Ustynov argues that six decades of software engineering conventions—file splitting, abstraction depth, SOLID principles, logging formats—were optimized for human cognition and must be reconsidered now that LLM-based agents are the primary consumers of codebases. His central principle is 'semantic density optimization': eliminate zero-information tokens (boilerplate, ceremonial syntax, deep abstraction hierarchies) while preserving high-information tokens (descriptive names, type annotations, rich commit messages). A controlled experiment on log formats validates a counterintuitive finding: aggressive compression actually increased total session cost by 67% despite reducing input tokens by 17%, because it offloaded interpretive work to the model's reasoning phase rather than eliminating it.

Critique

The paper's experimental foundation is narrower than its architectural conclusions warrant: a single controlled experiment on log format token economy is used to underpin sweeping recommendations about SOLID principles, file structure, and anti-pattern rehabilitation. The author acknowledges the 'Lost in the Middle' phenomenon—where LLMs show degraded attention for centrally-positioned content—as a direct challenge to large-file consolidation, yet proceeds to recommend consolidation anyway without resolving the tension. This creates a risk that practitioners adopt the framework's confident taxonomy while the empirical basis for several of its claims remains, by the author's own admission, an open question.

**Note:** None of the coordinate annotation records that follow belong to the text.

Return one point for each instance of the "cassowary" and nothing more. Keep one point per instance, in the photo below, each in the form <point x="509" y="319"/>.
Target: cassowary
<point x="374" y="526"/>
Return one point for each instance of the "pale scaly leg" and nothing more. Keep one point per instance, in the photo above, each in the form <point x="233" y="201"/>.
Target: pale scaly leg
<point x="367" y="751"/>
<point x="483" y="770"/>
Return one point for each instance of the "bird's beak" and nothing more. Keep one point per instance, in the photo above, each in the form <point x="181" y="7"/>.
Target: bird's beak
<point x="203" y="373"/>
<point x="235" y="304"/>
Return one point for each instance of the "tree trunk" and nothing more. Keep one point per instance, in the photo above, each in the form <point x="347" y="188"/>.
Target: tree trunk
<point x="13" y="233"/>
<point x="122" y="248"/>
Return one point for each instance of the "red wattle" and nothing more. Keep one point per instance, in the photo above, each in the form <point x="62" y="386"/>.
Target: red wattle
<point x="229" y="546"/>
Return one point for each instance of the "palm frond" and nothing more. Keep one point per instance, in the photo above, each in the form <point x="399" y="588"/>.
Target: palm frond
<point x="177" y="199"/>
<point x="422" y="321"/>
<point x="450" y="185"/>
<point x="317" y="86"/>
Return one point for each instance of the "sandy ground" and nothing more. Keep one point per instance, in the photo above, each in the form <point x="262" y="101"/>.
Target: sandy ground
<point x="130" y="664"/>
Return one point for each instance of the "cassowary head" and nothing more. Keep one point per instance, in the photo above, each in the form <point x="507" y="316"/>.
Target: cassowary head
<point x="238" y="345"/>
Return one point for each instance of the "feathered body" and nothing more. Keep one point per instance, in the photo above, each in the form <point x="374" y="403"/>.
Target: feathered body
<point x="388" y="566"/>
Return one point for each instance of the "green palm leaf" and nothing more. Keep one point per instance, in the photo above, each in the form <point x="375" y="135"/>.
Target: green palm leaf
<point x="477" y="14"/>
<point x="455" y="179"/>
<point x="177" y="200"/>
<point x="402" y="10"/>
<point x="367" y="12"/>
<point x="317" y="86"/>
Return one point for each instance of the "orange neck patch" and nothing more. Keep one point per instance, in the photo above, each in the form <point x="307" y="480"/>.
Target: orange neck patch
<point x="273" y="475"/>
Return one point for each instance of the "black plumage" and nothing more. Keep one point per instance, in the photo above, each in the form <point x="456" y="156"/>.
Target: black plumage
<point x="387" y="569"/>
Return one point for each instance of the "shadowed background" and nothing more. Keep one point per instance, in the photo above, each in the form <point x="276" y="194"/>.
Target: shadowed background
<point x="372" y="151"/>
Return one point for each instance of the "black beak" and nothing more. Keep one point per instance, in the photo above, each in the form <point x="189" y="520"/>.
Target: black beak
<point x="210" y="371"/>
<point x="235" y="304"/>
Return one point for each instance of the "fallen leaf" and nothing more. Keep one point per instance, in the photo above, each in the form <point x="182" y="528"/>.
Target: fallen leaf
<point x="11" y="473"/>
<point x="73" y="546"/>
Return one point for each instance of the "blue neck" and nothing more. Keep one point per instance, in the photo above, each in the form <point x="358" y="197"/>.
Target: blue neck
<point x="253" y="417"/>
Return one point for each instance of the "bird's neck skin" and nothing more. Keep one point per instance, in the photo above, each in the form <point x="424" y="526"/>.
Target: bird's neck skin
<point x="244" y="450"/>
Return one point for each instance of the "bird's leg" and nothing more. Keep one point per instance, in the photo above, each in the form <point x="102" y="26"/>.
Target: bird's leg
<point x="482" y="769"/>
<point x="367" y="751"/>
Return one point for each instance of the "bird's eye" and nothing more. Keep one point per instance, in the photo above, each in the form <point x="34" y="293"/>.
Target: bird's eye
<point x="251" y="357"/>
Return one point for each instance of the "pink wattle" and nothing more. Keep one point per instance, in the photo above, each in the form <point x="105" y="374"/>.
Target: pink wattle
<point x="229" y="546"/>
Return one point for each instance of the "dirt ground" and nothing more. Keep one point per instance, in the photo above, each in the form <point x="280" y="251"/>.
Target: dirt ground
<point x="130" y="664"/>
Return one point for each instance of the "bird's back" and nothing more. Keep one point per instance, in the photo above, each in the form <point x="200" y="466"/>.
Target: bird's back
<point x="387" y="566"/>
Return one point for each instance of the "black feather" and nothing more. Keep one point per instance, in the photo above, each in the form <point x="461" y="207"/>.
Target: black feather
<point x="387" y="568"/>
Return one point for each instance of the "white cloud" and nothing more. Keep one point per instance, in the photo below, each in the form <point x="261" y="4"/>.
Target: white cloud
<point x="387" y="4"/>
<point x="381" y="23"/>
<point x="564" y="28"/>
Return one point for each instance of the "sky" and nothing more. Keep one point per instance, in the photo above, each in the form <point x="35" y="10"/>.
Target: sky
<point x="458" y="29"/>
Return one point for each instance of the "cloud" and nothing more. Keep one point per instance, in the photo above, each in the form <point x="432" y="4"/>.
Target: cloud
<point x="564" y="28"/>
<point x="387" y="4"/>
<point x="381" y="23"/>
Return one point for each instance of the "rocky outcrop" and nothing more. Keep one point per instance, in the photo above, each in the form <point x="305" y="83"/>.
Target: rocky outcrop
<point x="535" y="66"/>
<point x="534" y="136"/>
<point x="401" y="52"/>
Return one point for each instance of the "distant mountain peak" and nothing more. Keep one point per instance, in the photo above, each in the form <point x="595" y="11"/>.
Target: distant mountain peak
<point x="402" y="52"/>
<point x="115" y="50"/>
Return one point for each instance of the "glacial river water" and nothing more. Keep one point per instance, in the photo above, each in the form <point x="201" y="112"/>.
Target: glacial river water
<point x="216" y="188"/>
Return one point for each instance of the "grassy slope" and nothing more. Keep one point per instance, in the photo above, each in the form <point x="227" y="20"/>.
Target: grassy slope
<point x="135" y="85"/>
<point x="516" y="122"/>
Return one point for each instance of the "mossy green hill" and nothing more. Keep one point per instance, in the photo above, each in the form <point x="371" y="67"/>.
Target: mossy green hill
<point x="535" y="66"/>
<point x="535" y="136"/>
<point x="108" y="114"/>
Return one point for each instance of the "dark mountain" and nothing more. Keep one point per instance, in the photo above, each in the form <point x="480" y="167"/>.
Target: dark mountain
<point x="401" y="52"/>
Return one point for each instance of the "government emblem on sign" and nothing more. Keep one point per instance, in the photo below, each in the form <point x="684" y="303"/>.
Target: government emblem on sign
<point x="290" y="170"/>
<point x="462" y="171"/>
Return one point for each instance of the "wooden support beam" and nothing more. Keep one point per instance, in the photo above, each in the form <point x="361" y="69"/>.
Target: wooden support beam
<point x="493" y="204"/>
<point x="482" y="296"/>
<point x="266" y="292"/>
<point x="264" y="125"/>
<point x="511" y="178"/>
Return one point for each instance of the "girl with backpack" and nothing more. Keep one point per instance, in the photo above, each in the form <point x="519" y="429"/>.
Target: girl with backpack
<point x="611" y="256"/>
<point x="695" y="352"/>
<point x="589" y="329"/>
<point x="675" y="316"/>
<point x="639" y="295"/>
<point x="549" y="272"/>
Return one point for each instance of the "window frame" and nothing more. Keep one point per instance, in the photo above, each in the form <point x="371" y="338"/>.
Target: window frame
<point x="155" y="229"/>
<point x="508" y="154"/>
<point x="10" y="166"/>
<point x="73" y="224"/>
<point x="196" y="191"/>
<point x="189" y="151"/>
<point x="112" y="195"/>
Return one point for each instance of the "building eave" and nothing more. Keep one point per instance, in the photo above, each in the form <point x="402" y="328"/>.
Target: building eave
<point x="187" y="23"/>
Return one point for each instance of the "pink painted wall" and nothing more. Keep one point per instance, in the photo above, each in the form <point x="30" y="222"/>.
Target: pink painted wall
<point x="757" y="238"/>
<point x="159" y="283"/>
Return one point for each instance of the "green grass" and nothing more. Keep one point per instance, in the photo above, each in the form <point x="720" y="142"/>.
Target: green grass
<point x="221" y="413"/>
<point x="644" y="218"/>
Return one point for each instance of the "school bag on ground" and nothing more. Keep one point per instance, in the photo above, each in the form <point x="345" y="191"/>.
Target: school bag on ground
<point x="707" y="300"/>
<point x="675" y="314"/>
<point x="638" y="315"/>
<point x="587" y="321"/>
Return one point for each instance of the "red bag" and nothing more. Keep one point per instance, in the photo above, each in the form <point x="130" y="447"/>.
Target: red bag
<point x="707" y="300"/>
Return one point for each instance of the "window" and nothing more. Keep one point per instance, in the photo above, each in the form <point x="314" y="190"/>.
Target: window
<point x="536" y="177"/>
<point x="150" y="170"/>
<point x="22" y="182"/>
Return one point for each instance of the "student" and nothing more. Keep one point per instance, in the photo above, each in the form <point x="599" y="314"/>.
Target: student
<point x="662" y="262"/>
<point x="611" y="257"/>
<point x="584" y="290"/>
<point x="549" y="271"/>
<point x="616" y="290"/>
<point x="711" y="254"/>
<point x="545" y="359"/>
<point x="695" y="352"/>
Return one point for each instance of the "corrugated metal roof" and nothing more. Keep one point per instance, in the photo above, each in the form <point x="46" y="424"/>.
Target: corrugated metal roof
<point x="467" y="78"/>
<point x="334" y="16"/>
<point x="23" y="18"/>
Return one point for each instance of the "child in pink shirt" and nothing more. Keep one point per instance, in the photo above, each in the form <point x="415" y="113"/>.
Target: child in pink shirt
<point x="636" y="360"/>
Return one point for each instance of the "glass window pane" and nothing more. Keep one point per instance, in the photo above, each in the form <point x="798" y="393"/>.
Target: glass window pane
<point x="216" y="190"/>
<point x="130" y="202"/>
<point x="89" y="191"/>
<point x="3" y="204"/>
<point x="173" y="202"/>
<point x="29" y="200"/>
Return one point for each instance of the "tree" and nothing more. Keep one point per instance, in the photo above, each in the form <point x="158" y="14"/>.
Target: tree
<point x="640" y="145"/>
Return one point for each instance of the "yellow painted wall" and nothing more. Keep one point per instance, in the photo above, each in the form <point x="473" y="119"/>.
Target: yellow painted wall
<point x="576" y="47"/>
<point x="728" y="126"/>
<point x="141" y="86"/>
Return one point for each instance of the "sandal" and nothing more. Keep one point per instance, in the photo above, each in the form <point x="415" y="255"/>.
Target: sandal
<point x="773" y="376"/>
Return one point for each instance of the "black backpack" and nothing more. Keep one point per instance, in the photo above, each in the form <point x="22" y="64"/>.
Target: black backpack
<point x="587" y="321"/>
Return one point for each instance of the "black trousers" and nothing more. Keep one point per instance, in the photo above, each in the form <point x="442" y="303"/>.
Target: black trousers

Why it matters for product

For a CPO, the most actionable implication is organizational: if AI agents penalize deep package hierarchies and high ceremony-to-logic ratios, then team and architecture decisions that were justified by human cognitive limits—microservice granularity, strict layering, extensive DI frameworks—may now carry a hidden productivity tax in agentic workflows. The proposed CODEMAP.md artifact also points to a product governance question: who owns the semantic contract between a codebase and its AI tooling, and how does that surface in engineering team rituals and delivery metrics? As AI-generated code approaches 100% in some teams, product leaders need to reframe 'engineering quality' standards—currently built around human readability—before those standards actively slow down AI-assisted delivery.